Columbia dive injury man was told he 'would have died'

Daniel Eley
Image caption Daniel Eley was working as a teacher in Colombia

A man who was left paralysed after an accident in Colombia was told he would have died if he had not been flown back to the UK for treatment.

Daniel Eley, from Godalming, Surrey, broke his neck when he hit a submerged rock while diving in a remote part of the country on New Year's Day 2010.

Supporters raised £90,000 to fly him back to the UK by air ambulance.

He told BBC Surrey doctors said he would have died from septicaemia if he had not had his pressure sores treated.

Mr Eley was working as a teacher in Columbia when the accident, which has left him paralysed from the neck down, took place.

His employer's insurance covered general healthcare in the country but did not include the cost of flying him home.

Jungle clinic

He said: "For our Christmas holidays two friends of mine and I went to a place called Leticia which is in the Amazon jungle.

"I dived into a river, a shallow river. A shallow dive, not realising there was a raised sand bump under the surface of the water.

"I broke my neck, I dove in and broke my neck."

Mr Eley said he was first treated for three days in a "hopelessly inadequate" clinic in the jungle before being transferred to a hospital in Bogota.

Mr Eley said: "In the hospital in Columbia, although it was one of the best private hospitals, they didn't know how to treat pressure sores and injuries relating to spinal cord injury.

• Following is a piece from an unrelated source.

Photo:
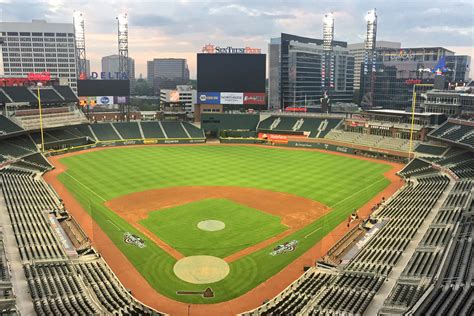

"So when I arrived at Stoke Mandeville they told me that within maybe a month I probably would have died of septicaemia, because simply they didn't know how to treat pressure sores."

Charity ambition

After surgeons at the Buckinghamshire hospital operated on the sores, he started his rehabilitation and was eventually allowed to move to a specialist home in Godalming.

Image caption Mr Eley wants to set up a charity to help street children in Columbia

He said progress was slow but added: "It's really a case of people, who I don't see for a month or two, and they come in say to me: 'Wow, what a difference. You look absolutely amazing'.

"Because I'm living the whole situation I don't really notice much progress. Although I look back to the videos now of when I arrived at Stoke Mandeville and I can't believe how bad I looked, how unhealthy I looked."

Mr Eley said his ambition to start a charity to help street children in Columbia and the support of his family and friends helped spur him on.

He also thanked all the people who helped raise money via a Help Dan Facebook group and a Just Giving website page to bring him home.

"It was really one of those things that completely restores your faith in human nature and makes you realise the kindness of people," Mr Ely said.

A charity concert by a Queen tribute band in aid of his work in Columbia is being held at the University of Surrey Rubix on Thursday.